Use of AI-enabled stethoscopes in primary care examined
By Melanie Hinze
The findings of two recent studies have indicated that artificial intelligence (AI)-stethoscope implementation in primary care may have the potential to improve detection of cardiovascular disease.
Published in The Lancet, the first study was a cluster randomised trial involving 205 primary care practices in the UK, which services 1.55 million adults. The researchers randomly assigned practices to either the intervention arm (training in use and implementation of AI stethoscopes in routine care) or the control arm (routine care). Ninety-six practices with 701,933 registered patients (average age 44.5 years) were assigned to the intervention arm and 109 practices serving 851,242 registered patients (average age, 43.5 years) to the control arm.
Intention-to-treat analysis found that large-scale implementation of an AI stethoscope in primary care did not significantly increase the detection of heart failure, atrial fibrillation or valvular heart disease (VHD), nor did it significantly shift detection of heart failure towards the community at 12 months. The researchers also found that use declined over time, with clinicians citing workflow barriers to sustained use.
Commenting on the study, Dr Dannii Dougherty, Head of Clinical Evidence at the National Heart Foundation of Australia, explained that these effects were not necessarily because the technology failed, but because many practices used the device infrequently or stopped using it over time.
‘In fact, among individual patients who had at least one AI-stethoscope examination and who were matched to similar control patients, detection of all three conditions was significantly higher,’ she said.
‘The time to diagnosis was also shorter in patients examined with the AI stethoscope,’ she added, suggesting ‘the AI stethoscope and algorithm can support diagnosis in everyday general practice, but only if the device is easy to embed into workflows, integrate into existing systems and used consistently by clinicians.’
To have meaningful impact, Dr Dougherty said AI stethoscopes would need to be easy to use and not increase workload. ‘This could be by integrating [them] into electronic medical record systems and using [them] in a targeted way for higher risk patients.’
The second study, published in European Heart Journal - Digital Health, found that the use of an AI-enabled digital stethoscope more than doubled the identification of moderate-to-severe VHD during routine clinical examinations, compared with a traditional stethoscope.

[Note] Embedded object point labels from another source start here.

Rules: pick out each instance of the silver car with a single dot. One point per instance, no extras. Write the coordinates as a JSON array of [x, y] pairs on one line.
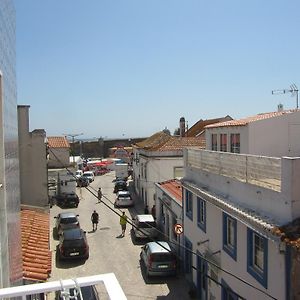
[[158, 259]]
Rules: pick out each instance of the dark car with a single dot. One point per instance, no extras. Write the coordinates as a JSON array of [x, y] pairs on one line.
[[120, 185], [73, 244], [83, 181], [88, 293], [67, 200]]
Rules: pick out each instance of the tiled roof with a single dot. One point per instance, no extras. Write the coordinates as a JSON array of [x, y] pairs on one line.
[[245, 121], [154, 141], [164, 142], [35, 245], [58, 142], [198, 127], [173, 187], [290, 233]]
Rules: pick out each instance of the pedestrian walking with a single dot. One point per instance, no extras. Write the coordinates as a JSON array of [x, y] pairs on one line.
[[95, 220], [99, 195], [123, 222]]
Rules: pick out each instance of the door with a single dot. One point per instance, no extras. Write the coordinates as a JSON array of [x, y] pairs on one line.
[[201, 278]]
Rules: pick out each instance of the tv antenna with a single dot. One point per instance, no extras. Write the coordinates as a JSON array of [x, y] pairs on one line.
[[293, 90]]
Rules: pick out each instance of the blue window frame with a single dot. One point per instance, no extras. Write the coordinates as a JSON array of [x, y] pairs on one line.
[[201, 213], [189, 204], [257, 257], [227, 292], [188, 256], [229, 235]]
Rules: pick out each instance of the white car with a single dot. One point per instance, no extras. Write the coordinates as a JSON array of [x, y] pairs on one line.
[[90, 175], [123, 199]]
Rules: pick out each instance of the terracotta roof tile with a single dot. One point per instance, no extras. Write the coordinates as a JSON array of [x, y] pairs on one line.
[[58, 142], [173, 187], [198, 127], [35, 245], [245, 121], [161, 141]]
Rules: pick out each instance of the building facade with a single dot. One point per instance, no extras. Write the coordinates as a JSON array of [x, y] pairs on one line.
[[33, 162], [10, 232], [236, 210]]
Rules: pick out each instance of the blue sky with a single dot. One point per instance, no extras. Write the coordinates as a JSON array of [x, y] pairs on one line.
[[130, 68]]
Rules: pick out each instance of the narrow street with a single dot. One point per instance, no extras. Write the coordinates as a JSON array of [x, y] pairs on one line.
[[109, 253]]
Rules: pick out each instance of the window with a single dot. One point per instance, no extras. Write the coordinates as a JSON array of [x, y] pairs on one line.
[[188, 256], [229, 235], [201, 214], [227, 292], [178, 172], [235, 143], [257, 255], [223, 142], [214, 142], [189, 204]]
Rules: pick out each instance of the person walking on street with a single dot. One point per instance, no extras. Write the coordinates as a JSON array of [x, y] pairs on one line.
[[99, 195], [123, 222], [95, 220]]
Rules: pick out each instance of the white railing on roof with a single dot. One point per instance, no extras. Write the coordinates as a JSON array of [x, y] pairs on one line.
[[258, 170], [109, 280]]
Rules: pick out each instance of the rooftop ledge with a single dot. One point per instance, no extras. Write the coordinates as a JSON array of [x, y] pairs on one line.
[[109, 280]]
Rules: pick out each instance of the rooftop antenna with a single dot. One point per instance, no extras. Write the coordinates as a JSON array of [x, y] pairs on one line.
[[293, 90]]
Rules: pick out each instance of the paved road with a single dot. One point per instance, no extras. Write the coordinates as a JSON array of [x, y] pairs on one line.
[[109, 253]]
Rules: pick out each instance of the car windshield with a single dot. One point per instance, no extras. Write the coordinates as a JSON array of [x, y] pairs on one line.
[[68, 220], [147, 224], [74, 243], [163, 257]]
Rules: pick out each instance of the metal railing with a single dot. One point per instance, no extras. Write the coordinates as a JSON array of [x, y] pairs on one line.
[[258, 170], [109, 280]]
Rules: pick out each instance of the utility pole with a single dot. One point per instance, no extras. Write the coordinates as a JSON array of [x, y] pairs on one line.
[[293, 90], [73, 135]]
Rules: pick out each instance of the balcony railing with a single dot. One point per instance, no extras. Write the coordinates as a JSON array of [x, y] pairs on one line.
[[111, 285], [258, 170]]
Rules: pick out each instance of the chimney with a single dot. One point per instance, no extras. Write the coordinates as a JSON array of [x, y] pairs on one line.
[[280, 107], [182, 127]]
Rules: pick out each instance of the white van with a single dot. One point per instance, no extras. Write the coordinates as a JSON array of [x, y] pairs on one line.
[[144, 227]]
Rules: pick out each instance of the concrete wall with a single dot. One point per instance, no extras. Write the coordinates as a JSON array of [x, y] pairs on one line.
[[158, 169], [33, 162], [59, 158]]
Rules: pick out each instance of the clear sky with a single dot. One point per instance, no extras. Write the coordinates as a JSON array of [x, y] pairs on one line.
[[130, 68]]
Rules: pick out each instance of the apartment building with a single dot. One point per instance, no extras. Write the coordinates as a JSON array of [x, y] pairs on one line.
[[10, 232]]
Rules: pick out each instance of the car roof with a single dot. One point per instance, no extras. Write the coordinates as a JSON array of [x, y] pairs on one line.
[[123, 193], [159, 246], [73, 234], [67, 215], [145, 218]]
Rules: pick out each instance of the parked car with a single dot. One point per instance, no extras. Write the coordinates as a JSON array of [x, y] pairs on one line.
[[67, 200], [83, 181], [123, 199], [88, 292], [66, 220], [78, 174], [158, 259], [73, 244], [144, 227], [90, 175], [120, 185]]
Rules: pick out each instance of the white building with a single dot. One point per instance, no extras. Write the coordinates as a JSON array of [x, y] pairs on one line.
[[158, 158], [235, 209], [33, 162], [168, 211], [269, 134], [59, 152]]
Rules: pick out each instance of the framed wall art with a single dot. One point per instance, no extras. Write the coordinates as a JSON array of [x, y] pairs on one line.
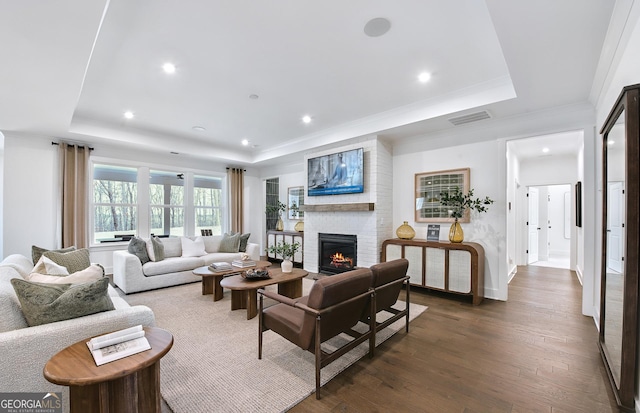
[[429, 186], [295, 199]]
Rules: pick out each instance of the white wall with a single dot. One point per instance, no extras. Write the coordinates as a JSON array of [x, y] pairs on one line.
[[623, 71], [30, 194], [486, 161]]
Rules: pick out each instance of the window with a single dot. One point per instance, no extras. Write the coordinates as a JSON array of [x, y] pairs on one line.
[[207, 201], [273, 197], [166, 202], [115, 193]]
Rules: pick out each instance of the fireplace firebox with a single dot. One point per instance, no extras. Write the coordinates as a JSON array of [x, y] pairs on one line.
[[337, 253]]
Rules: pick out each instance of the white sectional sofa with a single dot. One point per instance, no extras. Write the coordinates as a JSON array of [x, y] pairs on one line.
[[25, 350], [131, 276]]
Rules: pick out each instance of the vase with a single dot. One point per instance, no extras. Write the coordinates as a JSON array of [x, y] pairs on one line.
[[286, 266], [455, 232], [405, 231]]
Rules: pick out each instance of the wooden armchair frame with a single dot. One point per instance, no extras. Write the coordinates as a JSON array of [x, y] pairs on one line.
[[322, 358]]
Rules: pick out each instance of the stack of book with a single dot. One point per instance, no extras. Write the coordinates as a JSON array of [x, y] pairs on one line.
[[117, 345], [220, 266], [244, 264]]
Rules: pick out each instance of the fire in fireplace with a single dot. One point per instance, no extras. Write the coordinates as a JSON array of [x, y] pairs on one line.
[[337, 253]]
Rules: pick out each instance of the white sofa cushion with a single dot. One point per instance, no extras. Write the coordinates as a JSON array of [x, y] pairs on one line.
[[192, 248], [46, 266], [93, 273], [171, 265], [212, 243], [172, 247], [11, 317]]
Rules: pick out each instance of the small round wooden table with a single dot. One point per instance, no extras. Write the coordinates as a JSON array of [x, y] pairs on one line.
[[211, 280], [244, 293], [131, 384]]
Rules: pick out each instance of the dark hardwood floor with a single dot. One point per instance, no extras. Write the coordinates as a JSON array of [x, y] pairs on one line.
[[533, 353]]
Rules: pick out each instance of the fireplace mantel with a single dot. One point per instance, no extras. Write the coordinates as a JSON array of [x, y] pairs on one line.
[[362, 206]]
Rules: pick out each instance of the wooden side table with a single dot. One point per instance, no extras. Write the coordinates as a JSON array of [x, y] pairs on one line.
[[244, 293], [211, 280], [131, 384]]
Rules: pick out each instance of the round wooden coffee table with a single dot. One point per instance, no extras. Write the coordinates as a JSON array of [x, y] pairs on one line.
[[211, 279], [244, 293], [131, 384]]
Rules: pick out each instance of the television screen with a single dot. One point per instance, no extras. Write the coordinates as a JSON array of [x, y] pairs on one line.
[[335, 174]]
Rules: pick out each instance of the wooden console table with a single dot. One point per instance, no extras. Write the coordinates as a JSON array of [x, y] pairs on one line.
[[274, 237], [456, 268], [131, 384]]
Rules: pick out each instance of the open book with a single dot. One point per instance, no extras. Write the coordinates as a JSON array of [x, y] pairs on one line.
[[117, 345]]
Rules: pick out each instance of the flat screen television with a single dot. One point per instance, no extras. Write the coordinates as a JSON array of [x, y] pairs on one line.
[[336, 174]]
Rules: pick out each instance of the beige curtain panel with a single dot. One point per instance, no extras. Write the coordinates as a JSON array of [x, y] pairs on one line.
[[236, 186], [74, 164]]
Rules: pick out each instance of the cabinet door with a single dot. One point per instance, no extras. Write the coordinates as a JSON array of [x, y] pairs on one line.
[[271, 241], [434, 271], [460, 271], [414, 255]]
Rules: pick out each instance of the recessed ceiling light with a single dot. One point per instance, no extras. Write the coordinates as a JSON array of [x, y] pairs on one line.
[[377, 27], [169, 68], [424, 77]]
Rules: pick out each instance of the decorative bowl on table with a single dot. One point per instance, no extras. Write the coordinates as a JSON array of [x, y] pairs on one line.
[[256, 274]]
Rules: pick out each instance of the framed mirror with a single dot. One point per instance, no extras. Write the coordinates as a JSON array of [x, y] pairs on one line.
[[295, 199], [619, 266]]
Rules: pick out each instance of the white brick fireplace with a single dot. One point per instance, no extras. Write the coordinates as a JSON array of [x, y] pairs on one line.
[[370, 227]]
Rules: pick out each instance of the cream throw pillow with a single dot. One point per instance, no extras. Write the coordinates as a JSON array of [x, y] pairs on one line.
[[46, 266], [193, 248], [93, 273]]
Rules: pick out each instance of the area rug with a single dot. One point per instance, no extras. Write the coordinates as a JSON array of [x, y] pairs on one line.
[[213, 365]]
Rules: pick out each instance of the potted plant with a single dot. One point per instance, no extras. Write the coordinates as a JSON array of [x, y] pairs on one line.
[[460, 203], [278, 208], [286, 250]]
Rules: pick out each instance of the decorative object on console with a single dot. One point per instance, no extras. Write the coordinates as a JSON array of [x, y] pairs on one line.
[[460, 204], [286, 251], [405, 231]]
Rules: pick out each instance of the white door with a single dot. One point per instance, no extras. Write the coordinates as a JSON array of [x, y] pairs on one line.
[[615, 228], [533, 225]]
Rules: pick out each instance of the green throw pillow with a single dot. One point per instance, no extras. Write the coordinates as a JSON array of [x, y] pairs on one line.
[[244, 240], [48, 303], [36, 252], [74, 261], [138, 247], [229, 243], [155, 249]]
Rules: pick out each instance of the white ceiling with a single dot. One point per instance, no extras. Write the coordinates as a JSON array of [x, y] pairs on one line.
[[71, 68]]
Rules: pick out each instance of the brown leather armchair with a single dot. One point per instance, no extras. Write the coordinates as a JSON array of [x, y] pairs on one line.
[[387, 280], [334, 305]]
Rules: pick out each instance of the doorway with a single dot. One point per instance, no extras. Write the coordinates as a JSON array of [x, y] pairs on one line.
[[549, 226]]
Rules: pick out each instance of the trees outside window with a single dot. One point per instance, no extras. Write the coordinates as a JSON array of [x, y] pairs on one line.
[[115, 206]]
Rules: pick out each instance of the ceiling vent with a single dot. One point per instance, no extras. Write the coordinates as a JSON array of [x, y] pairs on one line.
[[472, 117]]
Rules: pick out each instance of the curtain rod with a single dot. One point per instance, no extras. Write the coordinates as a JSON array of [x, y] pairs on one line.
[[79, 146]]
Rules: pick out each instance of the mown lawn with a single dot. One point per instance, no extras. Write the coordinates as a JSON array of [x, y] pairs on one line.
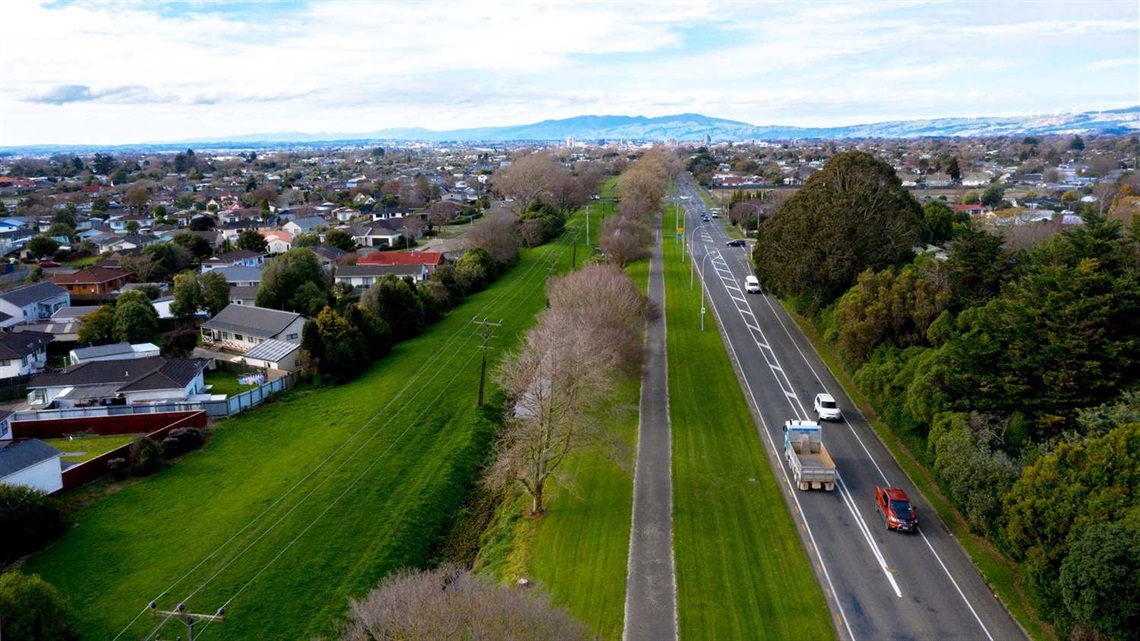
[[742, 571], [309, 500], [578, 551], [79, 449], [225, 382]]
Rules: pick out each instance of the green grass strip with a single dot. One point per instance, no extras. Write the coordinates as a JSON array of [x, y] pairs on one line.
[[998, 570], [742, 571], [79, 449], [389, 492]]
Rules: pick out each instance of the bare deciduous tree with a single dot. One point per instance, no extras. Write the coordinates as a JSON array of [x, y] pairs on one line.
[[498, 234], [526, 180], [625, 241], [561, 382], [452, 602]]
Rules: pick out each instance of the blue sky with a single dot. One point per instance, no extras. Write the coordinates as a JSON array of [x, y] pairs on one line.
[[125, 72]]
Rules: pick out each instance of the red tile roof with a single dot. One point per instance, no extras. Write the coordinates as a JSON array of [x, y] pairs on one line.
[[404, 258]]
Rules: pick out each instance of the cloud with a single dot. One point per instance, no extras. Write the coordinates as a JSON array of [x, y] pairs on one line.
[[65, 94]]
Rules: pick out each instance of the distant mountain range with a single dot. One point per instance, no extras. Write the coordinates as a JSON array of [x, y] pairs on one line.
[[682, 127], [697, 127]]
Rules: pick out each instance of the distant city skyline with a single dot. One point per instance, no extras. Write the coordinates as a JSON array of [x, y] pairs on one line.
[[91, 73]]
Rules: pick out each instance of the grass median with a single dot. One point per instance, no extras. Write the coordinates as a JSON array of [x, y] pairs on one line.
[[742, 571], [309, 500]]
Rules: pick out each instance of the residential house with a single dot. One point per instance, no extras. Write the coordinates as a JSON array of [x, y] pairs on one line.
[[23, 354], [271, 354], [241, 327], [306, 225], [32, 463], [938, 180], [278, 241], [375, 235], [244, 294], [429, 259], [366, 275], [119, 382], [91, 283], [241, 276], [328, 256], [32, 302], [233, 229], [116, 351], [236, 258]]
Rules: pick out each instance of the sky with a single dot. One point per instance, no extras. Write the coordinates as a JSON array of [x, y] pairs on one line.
[[122, 72]]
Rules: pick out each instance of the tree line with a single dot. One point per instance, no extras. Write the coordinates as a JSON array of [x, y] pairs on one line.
[[1012, 373]]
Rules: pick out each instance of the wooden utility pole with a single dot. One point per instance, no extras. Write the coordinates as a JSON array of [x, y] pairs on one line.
[[487, 331], [188, 618]]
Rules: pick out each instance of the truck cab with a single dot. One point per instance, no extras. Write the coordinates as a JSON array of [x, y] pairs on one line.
[[896, 509]]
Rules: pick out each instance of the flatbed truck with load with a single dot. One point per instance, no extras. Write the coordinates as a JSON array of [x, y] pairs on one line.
[[812, 467]]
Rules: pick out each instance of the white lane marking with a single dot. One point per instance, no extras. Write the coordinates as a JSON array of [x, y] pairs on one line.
[[881, 473], [791, 491], [866, 534], [794, 400], [962, 594]]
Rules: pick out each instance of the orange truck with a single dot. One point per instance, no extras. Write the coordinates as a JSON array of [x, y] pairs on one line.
[[896, 509]]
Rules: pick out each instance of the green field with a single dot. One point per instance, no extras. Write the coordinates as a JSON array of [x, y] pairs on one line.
[[79, 449], [225, 382], [295, 506], [742, 571]]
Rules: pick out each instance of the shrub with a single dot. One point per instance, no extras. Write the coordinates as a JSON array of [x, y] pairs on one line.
[[181, 440], [146, 456], [29, 519], [31, 608], [119, 468]]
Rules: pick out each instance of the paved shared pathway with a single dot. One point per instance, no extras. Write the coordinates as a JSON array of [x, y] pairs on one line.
[[651, 592]]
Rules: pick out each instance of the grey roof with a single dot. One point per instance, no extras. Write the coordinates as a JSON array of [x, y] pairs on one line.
[[100, 350], [25, 454], [251, 321], [74, 311], [271, 350], [309, 222], [35, 292], [135, 374], [239, 274], [243, 292], [21, 343]]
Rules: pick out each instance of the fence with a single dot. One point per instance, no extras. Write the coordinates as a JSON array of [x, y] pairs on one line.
[[213, 408], [87, 471]]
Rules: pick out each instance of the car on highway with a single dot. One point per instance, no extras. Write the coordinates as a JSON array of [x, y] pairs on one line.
[[827, 408], [896, 509]]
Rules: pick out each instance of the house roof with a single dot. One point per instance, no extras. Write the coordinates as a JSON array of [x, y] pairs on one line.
[[239, 274], [271, 350], [88, 275], [360, 270], [102, 350], [138, 374], [24, 454], [35, 292], [18, 345], [251, 321], [309, 222], [401, 258]]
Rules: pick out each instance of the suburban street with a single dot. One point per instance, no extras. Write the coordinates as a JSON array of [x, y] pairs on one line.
[[880, 584]]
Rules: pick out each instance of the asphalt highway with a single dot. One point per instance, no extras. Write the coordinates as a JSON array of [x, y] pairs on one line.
[[879, 584]]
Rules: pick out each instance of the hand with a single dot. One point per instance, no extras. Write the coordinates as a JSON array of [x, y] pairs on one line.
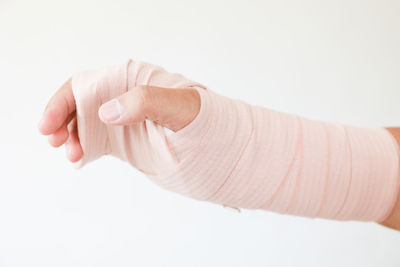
[[170, 107]]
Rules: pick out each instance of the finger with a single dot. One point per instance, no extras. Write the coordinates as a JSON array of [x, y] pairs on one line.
[[170, 107], [60, 136], [72, 146], [61, 104]]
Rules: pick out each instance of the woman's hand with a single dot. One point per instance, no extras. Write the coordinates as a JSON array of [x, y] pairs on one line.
[[169, 107]]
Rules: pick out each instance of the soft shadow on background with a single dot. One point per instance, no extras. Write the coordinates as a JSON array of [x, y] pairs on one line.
[[331, 60]]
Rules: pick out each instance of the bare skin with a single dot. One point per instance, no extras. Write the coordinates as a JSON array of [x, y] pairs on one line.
[[169, 107]]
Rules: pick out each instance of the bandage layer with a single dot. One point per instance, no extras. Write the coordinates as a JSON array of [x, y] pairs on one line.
[[242, 155]]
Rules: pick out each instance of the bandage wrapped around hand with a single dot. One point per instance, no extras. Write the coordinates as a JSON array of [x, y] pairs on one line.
[[242, 155]]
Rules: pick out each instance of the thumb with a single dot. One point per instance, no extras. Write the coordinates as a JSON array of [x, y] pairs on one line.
[[173, 108]]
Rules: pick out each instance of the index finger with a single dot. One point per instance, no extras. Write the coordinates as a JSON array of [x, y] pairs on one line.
[[60, 105]]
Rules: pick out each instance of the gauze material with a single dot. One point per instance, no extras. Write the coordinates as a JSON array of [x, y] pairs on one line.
[[242, 155]]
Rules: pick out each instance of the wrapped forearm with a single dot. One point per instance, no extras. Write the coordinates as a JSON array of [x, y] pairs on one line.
[[241, 155]]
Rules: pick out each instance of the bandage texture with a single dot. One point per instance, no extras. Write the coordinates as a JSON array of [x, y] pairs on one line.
[[242, 155]]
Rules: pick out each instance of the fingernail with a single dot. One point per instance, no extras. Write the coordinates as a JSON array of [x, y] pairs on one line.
[[111, 111]]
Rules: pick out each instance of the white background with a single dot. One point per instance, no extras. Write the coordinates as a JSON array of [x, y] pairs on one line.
[[331, 60]]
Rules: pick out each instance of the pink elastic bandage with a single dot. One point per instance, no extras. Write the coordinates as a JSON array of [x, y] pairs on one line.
[[241, 155]]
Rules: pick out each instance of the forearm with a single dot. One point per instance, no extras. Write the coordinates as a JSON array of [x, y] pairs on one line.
[[393, 220], [245, 156]]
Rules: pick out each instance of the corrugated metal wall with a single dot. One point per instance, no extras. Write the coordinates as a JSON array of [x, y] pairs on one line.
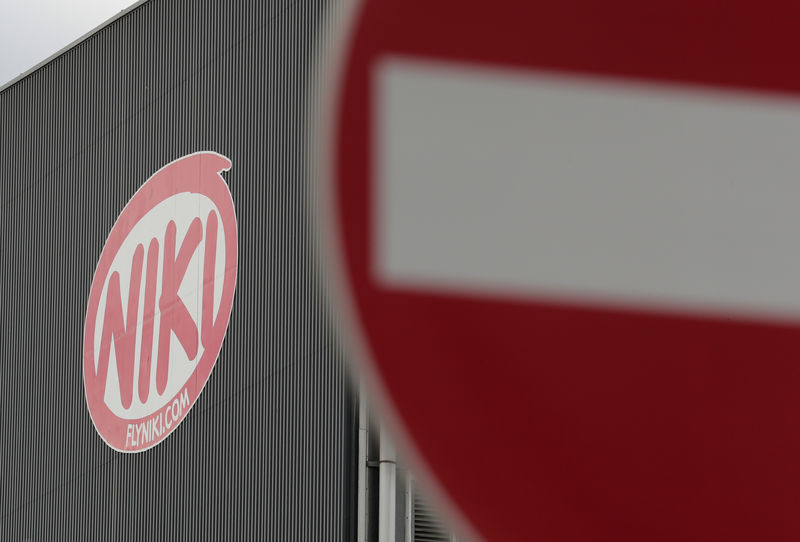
[[268, 450]]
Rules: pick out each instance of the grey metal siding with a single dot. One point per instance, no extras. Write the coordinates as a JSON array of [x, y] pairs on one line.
[[268, 451]]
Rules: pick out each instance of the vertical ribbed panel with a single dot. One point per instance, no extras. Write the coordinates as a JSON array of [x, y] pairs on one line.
[[268, 449]]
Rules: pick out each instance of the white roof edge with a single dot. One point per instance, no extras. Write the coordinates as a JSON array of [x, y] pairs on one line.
[[74, 43]]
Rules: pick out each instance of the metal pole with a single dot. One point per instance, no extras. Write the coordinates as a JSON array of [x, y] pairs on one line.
[[388, 489]]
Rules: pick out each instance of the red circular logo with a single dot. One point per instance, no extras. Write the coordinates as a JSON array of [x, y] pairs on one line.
[[160, 302]]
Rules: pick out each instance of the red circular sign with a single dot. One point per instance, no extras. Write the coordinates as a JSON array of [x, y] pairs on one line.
[[544, 416], [160, 302]]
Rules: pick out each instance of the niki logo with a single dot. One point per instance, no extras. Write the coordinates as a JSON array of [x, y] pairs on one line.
[[160, 302]]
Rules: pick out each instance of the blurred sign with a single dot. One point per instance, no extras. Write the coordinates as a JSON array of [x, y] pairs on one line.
[[567, 238]]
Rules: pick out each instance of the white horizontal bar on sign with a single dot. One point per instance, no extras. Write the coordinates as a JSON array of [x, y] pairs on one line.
[[525, 183]]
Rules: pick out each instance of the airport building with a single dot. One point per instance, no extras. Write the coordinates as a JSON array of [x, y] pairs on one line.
[[274, 443]]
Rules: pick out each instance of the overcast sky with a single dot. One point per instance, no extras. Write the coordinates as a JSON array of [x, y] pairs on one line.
[[32, 30]]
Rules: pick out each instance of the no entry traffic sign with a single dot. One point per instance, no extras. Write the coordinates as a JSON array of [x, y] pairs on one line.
[[567, 237]]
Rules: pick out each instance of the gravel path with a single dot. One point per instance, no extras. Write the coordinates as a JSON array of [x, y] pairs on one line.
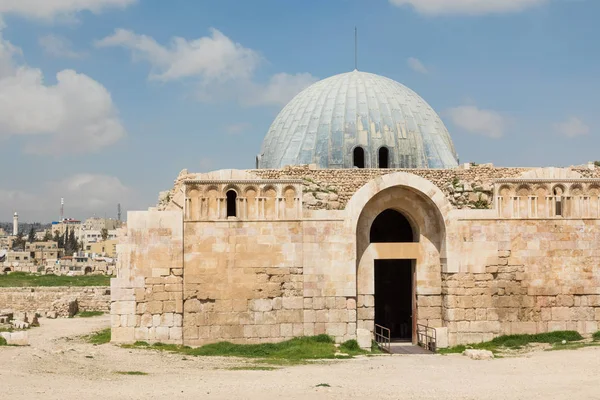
[[59, 365]]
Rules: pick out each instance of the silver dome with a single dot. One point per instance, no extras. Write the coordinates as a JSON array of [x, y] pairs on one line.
[[326, 122]]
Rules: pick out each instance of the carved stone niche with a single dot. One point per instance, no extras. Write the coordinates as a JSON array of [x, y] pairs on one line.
[[242, 200], [562, 197]]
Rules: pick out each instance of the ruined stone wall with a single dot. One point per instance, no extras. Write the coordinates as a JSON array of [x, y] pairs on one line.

In this single-arm, single-blinded, prospective study, 357 patients aged 50 years or over were examined with both a traditional stethoscope and an AI-enabled digital stethoscope. Participants (median age, 70 years) were recruited from three primary care settings.
The AI stethoscope showed significantly higher sensitivity in detecting the heart sound patterns indicating VHD, with 92.3% sensitivity compared with 46.2% for the traditional stethoscope.
The researchers noted that the AI-enabled digital stethoscope led to a minor reduction in specificity (86.9% vs 95.6% for the traditional stethoscope), which could potentially increase false positives, but they suggested this risk should be balanced against the value of earlier detection.
Dr Dougherty said this study provided promising evidence that an AI-enabled digital stethoscope could improve detection of moderate-to-severe VHD in older, at-risk adults in primary care. However, she said there were several important caveats: the number of patients with audible VHD was small (13 cases), so the sensitivity and specificity estimates were quite uncertain, and the GPs did not use the AI-enabled digital stethoscope themselves (trained study co-ordinators did), so it was unclear how well it would perform in routine GP consultations.
Dr Dougherty also noted that several of the authors were current or former employees of the company that developed the stethoscope, so independent research was needed.
Lancet 2026; 407: 704-715, and Eur Heart J Digit Health 2026; 7(2): ztag003.